Era dalla metà di luglio che su Facebook sono cominciate a comparirmi le sponsorizzate di Lucky Red sul film “Manodopera”. Mi sono incuriosita molto, soprattutto in riferimento al fatto che fosse stato realizzato con tecniche miste e mi sono detta di tenerlo d’occhio.  

Dopo qualche opportuna ricerca, sono andata a vederlo in sala all’Anteo CityLife mercoledì scorso.

Non sapevo molto sul film e devo dire che questo ha contribuito alla sorpresa finale e al senso di meraviglia che ho avvertito in alcuni momenti del film. Il titolo stesso, “Manodopera”, è fortemente evocativo della “potenza” dell’artigianalità del lavoro manuale, che pregna tutti i 70 minuti di questa epopea famigliare.

Una pagina strappata al libro di Storia che si intreccia con la storia familiare del regista. Siamo agli inizi del ‘900 in Piemonte, quando la speranza di una vita migliore spinge Luigi Ughetto e sua moglie Cesira a varcare le Alpi e a trasferirsi con tutta la famiglia in Francia. La pellicola si concentra su temi come l’attraversamento del confine, gli ostacoli delle guerre e le perdite che ne seguono, la paura e l’emozione di ricominciare una nuova vita al di là di quelle montagne, che sono casa. 

Ughetto ha bisogno che questa storia sia sua, di toccarla e plasmarla, di esserci dentro tutto, con le mani e con il cuore. La tecnica che utilizza, la stop-motion, ha in sé tutte le caratteristiche dell’artigianalità: i tempi dilatati, la cura e la pazienza per arrivare al lavoro finale. Solo un amore così profondo può inserirsi all’interno di questi tempi, cosa che ha permesso al regista di raccontare una storia ancora più intima, un dialogo immaginario tra lui e la nonna; una sorta di intervista impossibile per domandarle com’era il mondo che le stava attorno quando lui non era ancora nato o troppo piccolo per ricordare.

In tutta questa artigianalità, fatta di plastilina alta circa 23cm, ci ho rivisto un po’ il mio lavoro e il mio collega scultore e scenografo, Franco Citterio, che, un po’ come Ughetto, ha ereditato la predisposizione per la manualità dal padre e dal nonno e ha deciso di farne il suo lavoro, quello di costruttore e animatore.  

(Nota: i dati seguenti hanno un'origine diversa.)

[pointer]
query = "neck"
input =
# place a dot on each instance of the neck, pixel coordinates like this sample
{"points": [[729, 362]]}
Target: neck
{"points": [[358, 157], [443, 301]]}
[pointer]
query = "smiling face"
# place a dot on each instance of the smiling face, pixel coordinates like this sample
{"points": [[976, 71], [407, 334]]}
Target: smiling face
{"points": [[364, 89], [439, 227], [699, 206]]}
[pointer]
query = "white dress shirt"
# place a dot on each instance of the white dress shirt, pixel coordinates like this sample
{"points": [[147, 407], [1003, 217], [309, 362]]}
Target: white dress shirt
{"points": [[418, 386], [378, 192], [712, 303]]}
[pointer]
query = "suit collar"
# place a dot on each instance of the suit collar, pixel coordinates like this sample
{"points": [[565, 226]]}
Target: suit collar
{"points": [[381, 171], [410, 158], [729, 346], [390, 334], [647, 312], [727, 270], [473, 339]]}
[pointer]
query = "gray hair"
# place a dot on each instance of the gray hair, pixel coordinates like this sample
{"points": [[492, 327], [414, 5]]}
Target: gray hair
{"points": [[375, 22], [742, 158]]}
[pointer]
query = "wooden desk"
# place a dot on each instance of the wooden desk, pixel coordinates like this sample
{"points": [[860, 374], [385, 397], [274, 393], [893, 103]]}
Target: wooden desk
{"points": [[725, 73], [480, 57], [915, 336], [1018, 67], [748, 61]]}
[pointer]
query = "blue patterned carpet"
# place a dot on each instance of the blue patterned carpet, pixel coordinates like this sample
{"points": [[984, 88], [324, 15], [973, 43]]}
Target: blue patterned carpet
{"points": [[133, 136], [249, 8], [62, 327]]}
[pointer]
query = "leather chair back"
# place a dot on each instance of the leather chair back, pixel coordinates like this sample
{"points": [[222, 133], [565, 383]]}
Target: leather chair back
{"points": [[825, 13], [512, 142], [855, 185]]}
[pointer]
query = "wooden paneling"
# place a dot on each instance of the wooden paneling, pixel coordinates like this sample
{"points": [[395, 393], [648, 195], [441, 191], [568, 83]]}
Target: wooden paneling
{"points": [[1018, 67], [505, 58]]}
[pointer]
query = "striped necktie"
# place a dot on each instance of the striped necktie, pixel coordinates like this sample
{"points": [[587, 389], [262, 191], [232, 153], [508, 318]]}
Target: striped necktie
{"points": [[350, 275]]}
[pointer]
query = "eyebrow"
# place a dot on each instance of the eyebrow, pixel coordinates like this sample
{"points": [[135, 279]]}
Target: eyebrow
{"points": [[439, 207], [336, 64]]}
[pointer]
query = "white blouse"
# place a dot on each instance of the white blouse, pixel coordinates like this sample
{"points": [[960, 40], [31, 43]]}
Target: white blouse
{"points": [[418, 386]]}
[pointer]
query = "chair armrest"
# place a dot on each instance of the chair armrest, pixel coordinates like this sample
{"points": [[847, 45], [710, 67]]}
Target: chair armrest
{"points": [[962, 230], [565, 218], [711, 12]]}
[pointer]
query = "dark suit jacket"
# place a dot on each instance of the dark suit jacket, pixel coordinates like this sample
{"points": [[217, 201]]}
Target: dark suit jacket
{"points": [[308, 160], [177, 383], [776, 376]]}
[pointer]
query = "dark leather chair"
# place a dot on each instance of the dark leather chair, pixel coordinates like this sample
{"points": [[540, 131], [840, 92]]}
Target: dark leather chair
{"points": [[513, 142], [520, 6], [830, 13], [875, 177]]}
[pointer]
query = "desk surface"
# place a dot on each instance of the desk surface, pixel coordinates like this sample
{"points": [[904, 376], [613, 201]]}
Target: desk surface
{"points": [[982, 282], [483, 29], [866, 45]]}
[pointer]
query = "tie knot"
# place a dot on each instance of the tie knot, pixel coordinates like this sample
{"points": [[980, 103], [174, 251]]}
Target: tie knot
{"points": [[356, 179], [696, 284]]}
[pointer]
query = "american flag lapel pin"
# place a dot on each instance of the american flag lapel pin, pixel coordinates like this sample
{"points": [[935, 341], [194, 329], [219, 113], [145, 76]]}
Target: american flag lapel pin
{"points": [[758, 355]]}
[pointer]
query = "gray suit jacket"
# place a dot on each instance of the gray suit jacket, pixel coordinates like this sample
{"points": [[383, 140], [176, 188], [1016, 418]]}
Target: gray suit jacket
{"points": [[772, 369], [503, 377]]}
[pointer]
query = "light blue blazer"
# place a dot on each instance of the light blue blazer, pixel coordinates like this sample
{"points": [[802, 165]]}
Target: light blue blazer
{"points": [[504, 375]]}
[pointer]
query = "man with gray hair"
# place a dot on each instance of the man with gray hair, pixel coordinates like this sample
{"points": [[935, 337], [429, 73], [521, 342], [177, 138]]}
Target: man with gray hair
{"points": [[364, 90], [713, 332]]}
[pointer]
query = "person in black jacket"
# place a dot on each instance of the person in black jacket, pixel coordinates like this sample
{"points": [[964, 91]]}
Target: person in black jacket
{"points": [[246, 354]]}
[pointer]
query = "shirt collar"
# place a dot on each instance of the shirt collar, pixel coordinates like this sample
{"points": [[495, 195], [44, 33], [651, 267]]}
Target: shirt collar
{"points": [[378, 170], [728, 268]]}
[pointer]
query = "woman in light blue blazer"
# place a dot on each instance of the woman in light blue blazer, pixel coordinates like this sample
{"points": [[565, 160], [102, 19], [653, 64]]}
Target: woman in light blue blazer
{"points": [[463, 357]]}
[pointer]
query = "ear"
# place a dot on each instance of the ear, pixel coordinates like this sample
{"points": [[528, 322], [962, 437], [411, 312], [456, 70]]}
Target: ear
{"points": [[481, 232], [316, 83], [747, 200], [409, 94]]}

Ma torniamo a “Manodopera”…

Alain Ughetto è un regista che ha vissuto e respirato questa storia, c’è dentro tutto, e ho trovato meraviglioso la sua continua “intromissione” in scena, rompendo la quarta parete per far entrare la sua mano a spostare o porgere oggetti, per fare domande, curioso e affamato di sapere.

Questo gli ha permesso di cercare una verità più profonda nei suoi personaggi, di farli tornare a vivere e innalzarli da sfera di intimità a universalità, rendendo lo spettatore partecipe di un ricordo, di una storia passata che è appartenuta a tanti e che molti non ricordano più.

Lo stesso Ughetto ha detto: «Noi tutti conserviamo dei ricordi di nostro padre, di nostra madre, un po’ dei nostri nonni, ma poi poco altro: tutto il resto appartiene alla Storia. La mia idea era quindi quella di tornare indietro nel tempo, intrecciando la mia memoria familiare ed intima con l’evocazione storica» e io credo sia riuscito in questo, rendendo poetici momenti di profonda tristezza, dolore, paura e gioia, come lo sono i momenti semplici della vita di tutti i giorni.